Table Plans for Woodworking
A router table is a great
addition to any shop and I don't know what I'd do without mine. It lets you use
a wider range of bits and since the bit is stationary, you can make cuts that
you just can't do with a hand-held router.
Even though I've upgraded to a
router table with a cabinet base, a large top, and a fence with all the options,
I still have my first router table and use it as my "traveling" model. It's not
much to look at, but if you don't have a router table yet, it's simple to build
and will make a big difference in the work you can do with your router. It also
makes a great portable table, or for those times when you could use a second table
in your shop so you don't have to change the setup on your main router table.

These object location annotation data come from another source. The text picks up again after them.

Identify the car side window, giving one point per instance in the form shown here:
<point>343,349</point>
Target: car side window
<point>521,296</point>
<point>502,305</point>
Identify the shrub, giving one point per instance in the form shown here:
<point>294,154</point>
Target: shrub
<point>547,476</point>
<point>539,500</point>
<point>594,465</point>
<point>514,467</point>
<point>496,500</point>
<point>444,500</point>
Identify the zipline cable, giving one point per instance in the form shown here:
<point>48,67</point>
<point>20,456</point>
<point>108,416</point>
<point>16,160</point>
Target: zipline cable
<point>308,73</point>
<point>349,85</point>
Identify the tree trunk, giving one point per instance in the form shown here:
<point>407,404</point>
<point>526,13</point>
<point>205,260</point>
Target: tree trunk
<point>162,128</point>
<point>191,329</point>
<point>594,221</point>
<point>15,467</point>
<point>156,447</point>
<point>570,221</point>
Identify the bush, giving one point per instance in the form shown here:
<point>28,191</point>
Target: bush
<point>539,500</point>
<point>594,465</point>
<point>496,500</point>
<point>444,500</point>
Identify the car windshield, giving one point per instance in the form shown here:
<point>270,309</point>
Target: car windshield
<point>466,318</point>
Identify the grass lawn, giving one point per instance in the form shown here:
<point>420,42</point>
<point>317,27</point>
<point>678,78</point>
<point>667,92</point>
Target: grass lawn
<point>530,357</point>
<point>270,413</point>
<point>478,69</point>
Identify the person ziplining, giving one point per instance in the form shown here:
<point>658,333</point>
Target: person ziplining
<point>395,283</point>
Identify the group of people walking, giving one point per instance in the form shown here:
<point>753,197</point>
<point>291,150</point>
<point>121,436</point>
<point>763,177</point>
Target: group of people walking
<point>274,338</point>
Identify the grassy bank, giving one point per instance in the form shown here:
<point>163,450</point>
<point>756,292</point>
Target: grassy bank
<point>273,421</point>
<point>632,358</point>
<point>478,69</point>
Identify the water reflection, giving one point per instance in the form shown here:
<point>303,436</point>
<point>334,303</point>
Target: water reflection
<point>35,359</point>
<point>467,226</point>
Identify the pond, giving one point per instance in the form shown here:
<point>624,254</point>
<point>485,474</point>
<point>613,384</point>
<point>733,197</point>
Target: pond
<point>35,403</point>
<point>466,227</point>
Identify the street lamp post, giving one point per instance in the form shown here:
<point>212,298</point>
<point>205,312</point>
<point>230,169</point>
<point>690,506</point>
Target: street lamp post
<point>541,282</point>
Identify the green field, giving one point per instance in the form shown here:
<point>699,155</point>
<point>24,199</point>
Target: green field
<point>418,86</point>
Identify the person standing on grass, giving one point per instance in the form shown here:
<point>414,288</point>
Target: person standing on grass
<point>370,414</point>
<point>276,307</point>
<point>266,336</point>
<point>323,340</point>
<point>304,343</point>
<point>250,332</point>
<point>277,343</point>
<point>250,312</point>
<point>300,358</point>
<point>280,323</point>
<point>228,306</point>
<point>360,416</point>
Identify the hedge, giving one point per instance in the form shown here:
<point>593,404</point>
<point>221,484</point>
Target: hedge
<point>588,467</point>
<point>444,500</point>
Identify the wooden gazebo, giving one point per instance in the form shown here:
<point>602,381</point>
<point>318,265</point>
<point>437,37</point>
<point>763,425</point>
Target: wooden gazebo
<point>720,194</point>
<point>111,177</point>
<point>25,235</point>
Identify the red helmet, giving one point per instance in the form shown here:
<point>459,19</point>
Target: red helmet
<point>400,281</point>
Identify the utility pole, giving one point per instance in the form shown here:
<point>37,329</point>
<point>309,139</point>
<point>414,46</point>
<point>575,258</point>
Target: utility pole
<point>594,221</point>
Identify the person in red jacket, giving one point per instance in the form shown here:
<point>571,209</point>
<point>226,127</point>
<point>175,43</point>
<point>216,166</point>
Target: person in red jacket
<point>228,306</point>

Start with an 18" X 18" piece
of 3/4"-thick plywood (or MDF). Draw diagonal lines on the bottom surface from
corner to corner to locate the center of the table. Remove the baseplate from
your router, position it over the table's center and mark the location of the
mounting screw holes. Then drill out the center hole and drill holes for the mounting
screws. You'll want to countersink the screw holes on the top side so the screw
heads fit just below the table surface. (You'll probably need to buy some longer
screws to attach the router to the table.)
The fence consists of a 1x3 face
and two 2x2 base pieces. Cut a 2"-wide X 1 1/2"-high notch in the face piece to
provide clearance around the bits. Attach the base pieces to the the face with
glue and screws.
To use the router table, clamp
the top to your workbench. You can also clamp the top to a pair of saw horses,
letting the router hang down between the horses. You position the fence and hold
it to the table with a clamp at each end.
The push block is wide
enough to hold work pieces square to the fence. When it gets chewed up, simply
remove the handle and screw it onto a new base.